L'Arbre de Vie figure, comme on le sait, dans l'Ancien Testament. Il se trouve au milieu d'un jardin d'où partent quatre fleuves, vers les quatre points cardinaux. Il porte textuellement le nom d' « Arbre qui est au milieu du jardin » et la tradition chrétienne, renouvelant la tradition rabbinique, l'appelle « Arbre de la Science du Bien et du Mal ». En fait, ce symbole traduit la connaissance, le fruit de l'arbre étant la manifestation de cette connaissance dans l'homme. Il est l'objet d'un interdit pour les raisons qui sont exposées dans la première partie de ce livre.
L'intervention de la femme doit s'interpréter comme la conjugaison nécessaire du principe masculin et du principe féminin dans la connaissance, le premier apportant au second la substance vivante alors que ce dernier n'est capable d'assumer que les structures.
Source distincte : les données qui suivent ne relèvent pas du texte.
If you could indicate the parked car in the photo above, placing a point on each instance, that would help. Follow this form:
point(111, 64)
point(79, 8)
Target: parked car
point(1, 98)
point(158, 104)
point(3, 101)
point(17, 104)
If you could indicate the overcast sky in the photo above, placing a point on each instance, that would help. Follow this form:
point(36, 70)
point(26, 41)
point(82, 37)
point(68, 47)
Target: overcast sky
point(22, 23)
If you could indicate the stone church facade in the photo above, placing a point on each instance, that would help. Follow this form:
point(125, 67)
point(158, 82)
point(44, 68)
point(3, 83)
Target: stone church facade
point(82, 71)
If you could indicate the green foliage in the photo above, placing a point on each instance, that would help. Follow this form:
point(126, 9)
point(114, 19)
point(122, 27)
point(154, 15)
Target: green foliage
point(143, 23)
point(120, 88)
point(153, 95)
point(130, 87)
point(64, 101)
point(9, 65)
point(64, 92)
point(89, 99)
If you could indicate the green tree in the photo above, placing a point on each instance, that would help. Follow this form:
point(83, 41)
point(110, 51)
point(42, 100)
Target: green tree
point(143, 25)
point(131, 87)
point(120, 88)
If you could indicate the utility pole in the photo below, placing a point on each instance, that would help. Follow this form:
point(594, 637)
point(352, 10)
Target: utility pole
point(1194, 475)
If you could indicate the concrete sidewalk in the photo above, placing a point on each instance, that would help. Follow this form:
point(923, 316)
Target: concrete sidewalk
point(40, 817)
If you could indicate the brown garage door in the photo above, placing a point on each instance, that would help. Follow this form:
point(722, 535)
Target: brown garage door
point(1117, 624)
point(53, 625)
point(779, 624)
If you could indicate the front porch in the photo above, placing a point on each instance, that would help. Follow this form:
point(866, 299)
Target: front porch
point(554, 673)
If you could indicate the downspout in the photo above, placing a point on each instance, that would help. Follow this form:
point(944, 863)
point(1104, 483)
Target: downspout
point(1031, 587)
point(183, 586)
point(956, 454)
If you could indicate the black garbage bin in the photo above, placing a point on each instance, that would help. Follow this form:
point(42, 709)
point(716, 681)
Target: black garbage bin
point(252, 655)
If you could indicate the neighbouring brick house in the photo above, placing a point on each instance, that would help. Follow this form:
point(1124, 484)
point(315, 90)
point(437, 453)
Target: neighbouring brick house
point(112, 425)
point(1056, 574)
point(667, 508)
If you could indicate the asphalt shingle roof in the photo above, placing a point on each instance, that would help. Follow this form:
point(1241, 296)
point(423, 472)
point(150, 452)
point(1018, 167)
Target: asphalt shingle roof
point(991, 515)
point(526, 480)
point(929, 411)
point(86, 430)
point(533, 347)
Quant au serpent, il a des significations sur plusieurs plans ; la plus intéressante est probablement celle qui s'apparente à la notion de Kundalini des Yogis hindous — la Kundalini étant traditionnellement représentée comme identique à la force sexuelle, semblable à un serpent par sa forme, et provoquant par son ascension l'accès à la connaissance. Le serpent est, bien entendu, à la fois sacré et maudit (voir au mot Serpent).
On trouve aussi dans la mythologie gréco-latine une expression de la tentation par le serpent (voir au mot Ane). Quant à l'arbre de vie, on en retrouve la réplique dans tous les folklores et toutes les mythologies, et aussi cette notion que le fruit de cet arbre est une pomme. Les pommes d'or du jardin des Hespérides en sont un exemple connu ; la pomme du paradis terrestre passe pour être un fruit ordinaire. Pour que le symbolisme soit homogène, il faut aussi que ce fruit porte un signe : or, ce signe apparaît lorsqu'on coupe une pomme selon son grand diamètre équatorial. Les pépins et l'en semble de l'appareil reproducteur sont disposés très exactement selon une étoile à cinq branches (voir le mot Cinq).
Quant à l'arbre lui-même, il n'est nullement précisé qu'il soit un pommier. Certains ont voulu voir dans l'arbre, dont les branches se divisent dichotomiquement (1) le symbole de l'analyse ou de la dialectique. Il est certain que l'analyse est à la fois un instrument utile et une occasion de chute et de destruction, comme la dialectique. Mais — et c'est là où la prédestination de l'Homme est inscrite — le passage par l'étage dialectique est une dégradation nécessaire.
Le fruit de l'arbre n'est pas un mal en soi. Le péché était seulement de l'avoir « croqué », c'est-à-dire d'avoir mutilé le tout vivant par curiosité, et de se l'être approprié ; c'est d'autant plus un péché que la mutilation le fait apparaître sous des dehors conceptuels alors que sa vraie nature est d'être intacte et intuitivement saisie dans son unité, par voie de participation. Ajoutons que mille autres interprétations ont été fournies qui se ramènent analogiquement à celle-là.
(1) de manière dichotomique, par dichotomie, en divisant par deux.